GESTÃO E CONTROLE AMBIENTAL

Curvatura vertical de vertentes em microbacias pela análise de modelos digitais de elevação

Curvature slope profile in watersheds through analysis of digital elevation models

Márcio de M. Valeriano

INPE. CEP 12201-970, São José dos Campos, SP. Fone: (12) 3945-6424. E-mail: valerian@ltid.inpe.br

RESUMO

Este trabalho objetiva desenvolver e avaliar um procedimento simples para mapear a curvatura vertical de vertentes, a partir de Modelos Digitais de Elevação (MDE) com recursos básicos de Sistemas de Informação Geográfica (SIG). Este método se baseia em janelas móveis de 3x3 pixels e foi desenvolvido para fazer o cálculo geométrico da segunda derivada através do perfil de vertente. Os testes envolveram MDE de seis microbacias de diferentes tipos de relevo, krigados a partir de curvas de nível de diferentes especificações cartográficas. Para a programação de procedimentos universalmente adaptáveis, o cálculo de curvatura demandou a resolução espacial como uma das entradas, de modo a resultar em valores absolutos comparáveis, com diferença de declividade (em porcentagem) por distância horizontal (100 m) como unidade. A sobreposição dos resultados de derivação, calculada nas direções dos oito pixels vizinhos em cada posição da janela, foi coordenada em octantes, pela classe de orientação das vertentes. Guiada por interpretação visual, a colocação de limites de formas conhecidas de relevo subsidiou o estabelecimento de limiares arbitrários de curvatura para a classificação dos perfis de vertentes (côncavo, convexo e retilíneo).

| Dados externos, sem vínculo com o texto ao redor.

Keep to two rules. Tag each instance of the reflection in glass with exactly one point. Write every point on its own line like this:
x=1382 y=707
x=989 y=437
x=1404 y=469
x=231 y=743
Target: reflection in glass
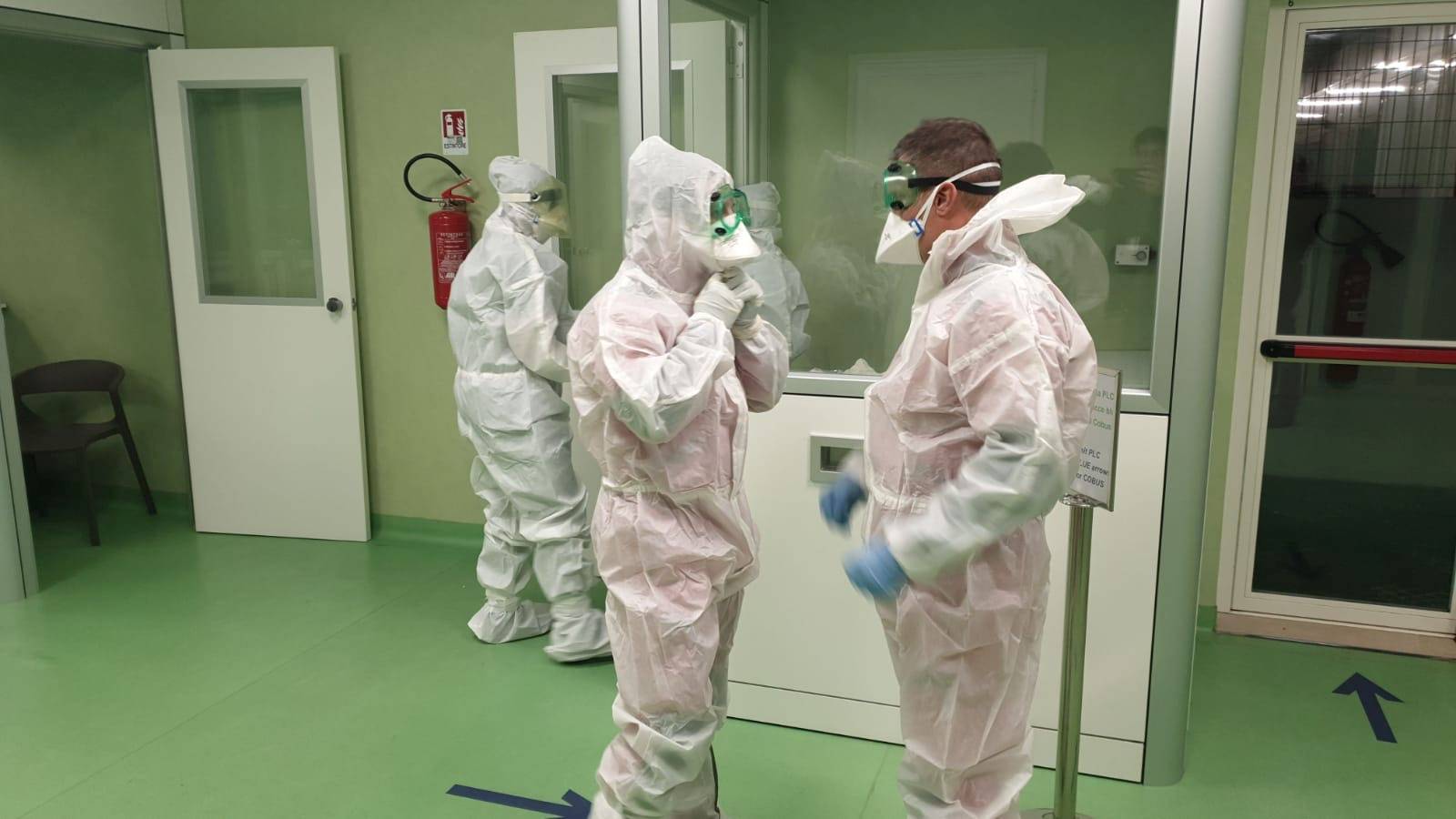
x=251 y=175
x=589 y=149
x=1353 y=506
x=1372 y=228
x=1067 y=86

Palavras-chave: geoprocessamento, MDE/MNT/MDT, microbacias, relevo

ABSTRACT

This study aims at the development and evaluation of a simple approach to map profile curvature from Digital Elevation Models (DEM) with basic resources of Geographical Information Systems (GIS). This method is based on local 3x3 pixel windows and designed to perform geometrically the second order derivative through the downslope profile. Contour-based kriged DEM of six watersheds from different terrain types and with varied data specifications were used for the tests. To program universally flexible procedures, the curvature calculation required the DEM spatial resolution as one of the inputs, so as to calculate a comparable absolute value, with slope difference (in percentage ratio) per horizontal distance (100 m) as unit. The classification of slope direction in octants was used to control the overlapping derivation results calculated towards the eight neighbor pixels of each window position. The placement of boundaries with guidance of visual analysis of known slope forms assisted the establishment of arbitrary curvature thresholds for the slope profile classes (concave, convex and rectilinear).

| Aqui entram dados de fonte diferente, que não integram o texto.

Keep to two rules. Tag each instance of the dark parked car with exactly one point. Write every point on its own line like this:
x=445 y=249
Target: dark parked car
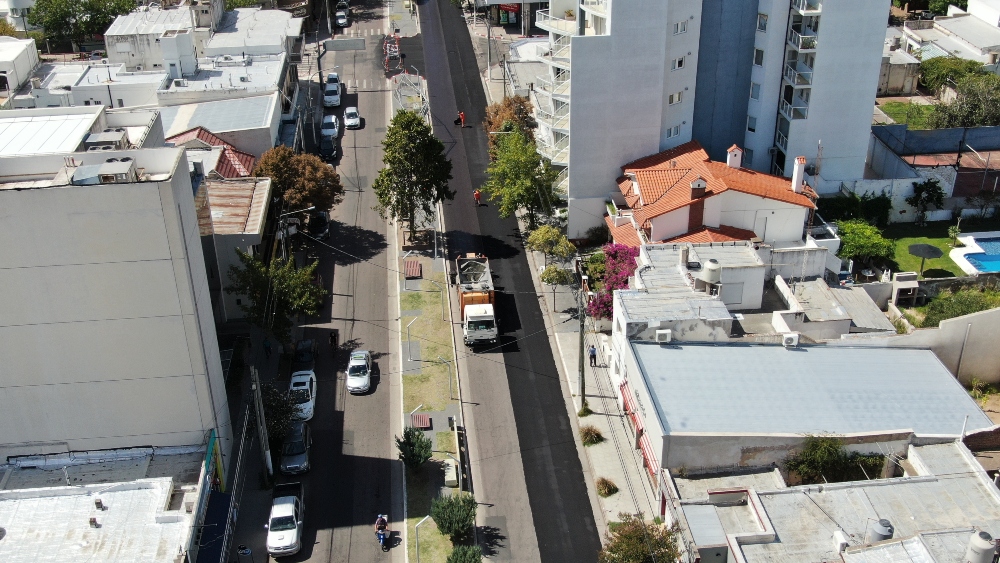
x=319 y=225
x=328 y=149
x=295 y=449
x=305 y=356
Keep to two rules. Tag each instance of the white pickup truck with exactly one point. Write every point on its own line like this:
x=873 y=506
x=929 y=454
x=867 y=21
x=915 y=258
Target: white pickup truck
x=284 y=528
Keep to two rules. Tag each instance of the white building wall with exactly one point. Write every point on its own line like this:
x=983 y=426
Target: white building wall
x=848 y=59
x=107 y=339
x=669 y=225
x=771 y=220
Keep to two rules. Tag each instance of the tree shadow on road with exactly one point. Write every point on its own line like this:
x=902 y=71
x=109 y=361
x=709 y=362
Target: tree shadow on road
x=352 y=244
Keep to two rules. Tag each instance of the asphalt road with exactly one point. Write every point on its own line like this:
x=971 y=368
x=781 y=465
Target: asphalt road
x=355 y=475
x=524 y=387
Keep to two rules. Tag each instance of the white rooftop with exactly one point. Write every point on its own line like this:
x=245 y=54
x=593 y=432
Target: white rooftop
x=220 y=116
x=933 y=514
x=45 y=130
x=760 y=389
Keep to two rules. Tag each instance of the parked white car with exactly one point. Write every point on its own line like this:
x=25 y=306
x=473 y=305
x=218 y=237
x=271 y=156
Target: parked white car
x=302 y=390
x=359 y=372
x=352 y=120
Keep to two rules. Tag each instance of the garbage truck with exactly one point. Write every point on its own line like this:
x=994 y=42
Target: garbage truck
x=477 y=298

Key words: geoprocessing, DTM/DEM, watershed, relief

INTRODUÇÃO

A operação de modelos analíticos com Planos de Infor-mação (PI) sobrepostos em SIG é feita com operações entre os chamados Modelos Digitais do Terreno (MDT), dos quais o Modelo Digital de Elevação (MDE) é um exemplo de evidente utilização. Os dados topográficos são fonte de muitas variáveis importantes e freqüentemente solicitadas nas análises ambientais aplicadas a microbacias. Os estudos envolvendo dados topográficos têm sido aplicados à caracterização de unidades da paisagem com base em variáveis morfológicas, estreitamente ligadas a feições geométricas da superfície sob análise (Doornkamp & King, 1971; Meijerink, 1988). A disponibilidade crescente de bases topográficas digitais, aliada ao uso de Sistemas de Informação Geográfica (SIG), tem impulsionado o desenvolvimento de métodos automáticos de extração de variáveis topográficas, para posterior tratamento e integração em ambiente computacional.

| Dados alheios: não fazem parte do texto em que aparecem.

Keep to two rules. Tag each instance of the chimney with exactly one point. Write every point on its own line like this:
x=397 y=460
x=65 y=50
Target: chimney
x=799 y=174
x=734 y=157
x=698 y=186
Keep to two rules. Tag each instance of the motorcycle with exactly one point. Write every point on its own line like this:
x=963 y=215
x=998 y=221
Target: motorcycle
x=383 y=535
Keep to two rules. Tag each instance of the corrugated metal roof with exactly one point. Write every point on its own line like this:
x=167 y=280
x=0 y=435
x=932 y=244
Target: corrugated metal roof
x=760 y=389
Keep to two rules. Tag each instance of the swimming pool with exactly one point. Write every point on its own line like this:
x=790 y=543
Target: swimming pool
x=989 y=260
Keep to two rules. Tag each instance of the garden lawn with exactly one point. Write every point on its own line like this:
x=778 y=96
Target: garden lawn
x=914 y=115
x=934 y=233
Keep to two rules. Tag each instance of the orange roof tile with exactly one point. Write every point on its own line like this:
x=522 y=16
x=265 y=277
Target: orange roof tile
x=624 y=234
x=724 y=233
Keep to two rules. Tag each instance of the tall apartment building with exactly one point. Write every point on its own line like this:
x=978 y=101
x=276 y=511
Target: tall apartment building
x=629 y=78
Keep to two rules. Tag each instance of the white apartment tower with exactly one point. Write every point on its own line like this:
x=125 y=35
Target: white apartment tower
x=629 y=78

Em microbacias, predomina o enfoque ao problema da erosão em seus múltiplos aspectos, como estimativas diretas (Castro & Valério Filho, 1997; Ranieri et al., 1998; Molnár & Julien, 1998) e mapeamento de fatores envolvidos (Desmet & Govers, 1996; Kinnel, 2001). Desta linha de pesquisa, depreende-se que diferentes tipos de relevo requerem diferentes métodos de tratamento, como propõem Valeriano & Garcia (2000), que recomendam uma estratificação do tratamento de dados dentro da escala de trabalho, seja uma unidade geomorfológica, microbacia ou vertente. As diferentes variáveis passíveis de extração automática em SIG podem dar suporte à classificação multivariada da paisagem, fornecendo uma segmentação da mesma em ambientes topográficos. Como exemplos de extração digital de informações da topografia, análises de redes fluviais (Wang & Yin, 1998; Turcotte et al., 2001), partição de microbacias hidrográficas (Band, 1986) e a identificação de unidades de relevo (Meijerink, 1988; Giles & Franklin, 1998) vêm sendo desenvolvidas em ambiente computacional, amenizando a demanda de trabalho manual e a subjetividade dessas atividades.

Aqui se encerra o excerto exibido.